The fact that LLRICE 601 has never been approved for sale in any county is significant, Cummings said.

"[The USA Rice Federation is ] supportive of biotechnology for rice, but we're only supportive to the extent that there's regulatory approval here in the United States and in foreign markets, and there’s consumer acceptance," he said.

That policy is behind the draft plan to rid the U. S. longgrain rice system of the Liberty Link varieties, Cummings said.

"We want to provide confidence to customers that their preferences are being met," yet avoid use of the term "GE- or genetically-engineered-free," he said.

"If you talk to the folks who are really up to speed on sampling and testing... they'll always say that where we are today we will never get a GE-free statement that's valid," Cummings said. "The traits are in the system, you cannot guarantee statistically that you'll ever get rid of them."

Instead, the plan calls for seed testing at a level of sensitivity that is close to GE-free, he said.

In data collected from seven U. S. rice exporters, USA Rice Federation found that 32 percent of nearly 700 long-grain rice samples - collected between August and October and including everything from unmilled rice to parboiled rice - tested positive for Liberty Link traits.

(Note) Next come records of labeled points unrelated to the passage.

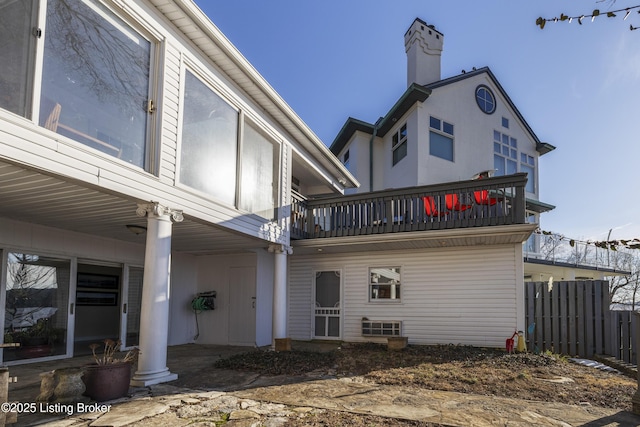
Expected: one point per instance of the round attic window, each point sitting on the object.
(485, 99)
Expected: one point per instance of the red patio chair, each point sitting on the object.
(453, 204)
(430, 207)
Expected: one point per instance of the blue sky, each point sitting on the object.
(577, 86)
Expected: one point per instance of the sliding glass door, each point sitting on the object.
(36, 301)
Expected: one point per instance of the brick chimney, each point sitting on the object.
(423, 44)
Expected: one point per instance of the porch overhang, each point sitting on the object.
(32, 197)
(428, 239)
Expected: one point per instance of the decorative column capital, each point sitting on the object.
(156, 209)
(279, 249)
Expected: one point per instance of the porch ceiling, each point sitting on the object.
(494, 235)
(33, 197)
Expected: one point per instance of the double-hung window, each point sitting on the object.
(384, 284)
(94, 81)
(399, 144)
(505, 154)
(440, 139)
(505, 159)
(238, 168)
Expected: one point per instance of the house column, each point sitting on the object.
(154, 315)
(280, 339)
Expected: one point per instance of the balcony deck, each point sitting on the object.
(475, 203)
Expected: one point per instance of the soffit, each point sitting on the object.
(32, 197)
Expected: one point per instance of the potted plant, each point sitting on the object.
(109, 376)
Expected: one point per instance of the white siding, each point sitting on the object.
(454, 295)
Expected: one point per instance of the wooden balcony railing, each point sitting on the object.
(475, 203)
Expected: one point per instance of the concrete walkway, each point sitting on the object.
(203, 396)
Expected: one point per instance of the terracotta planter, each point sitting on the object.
(107, 382)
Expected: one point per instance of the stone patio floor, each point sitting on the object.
(201, 394)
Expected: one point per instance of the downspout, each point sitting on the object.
(373, 135)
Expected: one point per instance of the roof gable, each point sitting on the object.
(418, 93)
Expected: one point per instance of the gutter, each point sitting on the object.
(373, 136)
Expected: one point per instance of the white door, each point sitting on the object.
(242, 305)
(327, 305)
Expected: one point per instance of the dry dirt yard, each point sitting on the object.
(541, 377)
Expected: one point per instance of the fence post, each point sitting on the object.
(635, 400)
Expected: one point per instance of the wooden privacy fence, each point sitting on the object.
(570, 317)
(622, 336)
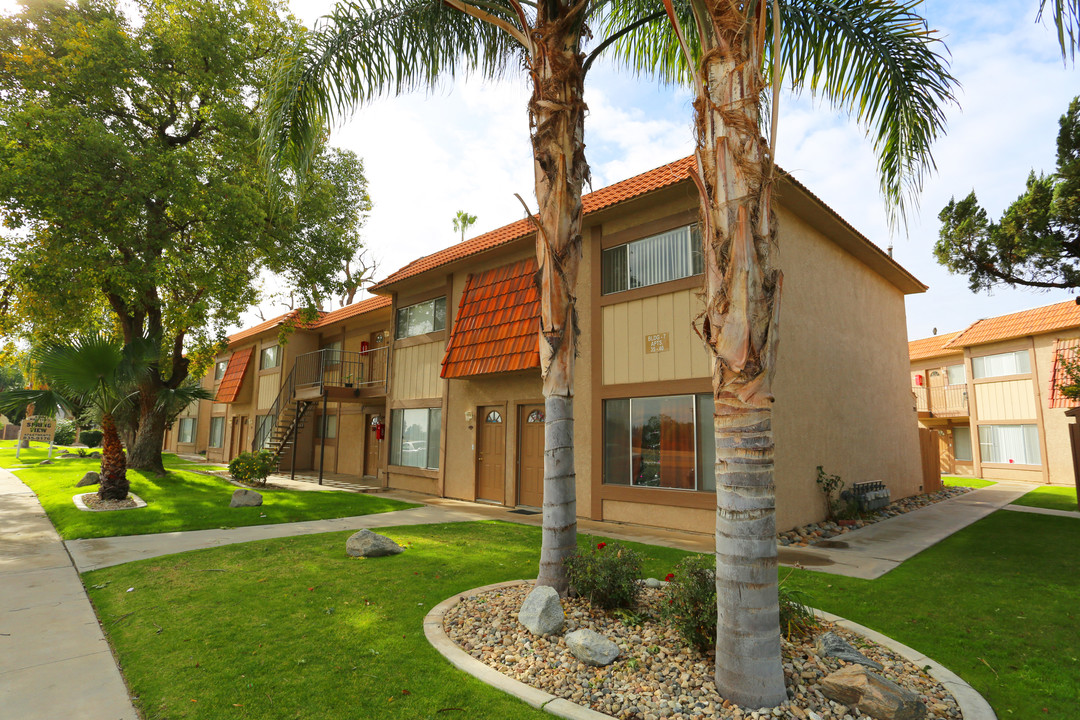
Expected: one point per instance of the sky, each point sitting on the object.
(466, 147)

Several Rice Research and Promotion Board members noted that the 31 percent rate of positive test results for Arkansas was almost three times the share of Cheniere variety rice that was planted in the state.

Cheniere, a rice variety developed by Louisiana State University AgCenter's Rice Research Station near Crowley, La., is the only seed rice that has tested positive for traces of LLRICE 601.

Because only 11 percent to 12 percent of all Arkansas rice acres are planted in Cheniere, Arkansas Agriculture Secretary Richard Bell and state Plant Board Director Darryl Little told a legislative committee last month that the scope of the genetic-engineering problem in the state probably was comparable to that 11 percent to 12 percent.

Cummings said the main points of the USA Rice Federation response plan are simple: Only seed that tests negative for Liberty Link traits at an 0. 01 percent sensitivity level will be planted in 2007. No Cheniere variety rice will be planted in 2007. Mills will buy rice in 2007 only from farmers who provide evidence that their seeds tested negative.

Rice produced from farmsaved seed in 2007 will be purchased only if it tests negative.

Cummings said Chuck Wilson, rice agronomist with the University of Arkansas Cooperative Extension Service, will lead an education campaign that will explain the plan and seek acceptance for it from all interested parties, including farmers, seed dealers, mills, financial institutions and crop insurers.

Who will bear the cost of implementing the plan remains unclear, Cummings said.

"It will cost money," and most of the plan's architects believe Bayer bears some responsibility, he said.

The genetically engineered problem with rice is reminiscent of the December 2003 discovery of mad-cow disease in a Washington state cow. Both events have thrown export markets into disarray.

Although the 2005 U. S. rice export market is only about one-third the size of the 2003 U. S. beef and veal export market, the rice problem is likely to have a much greater impact on Arkansas given the state’s dominant position in the market.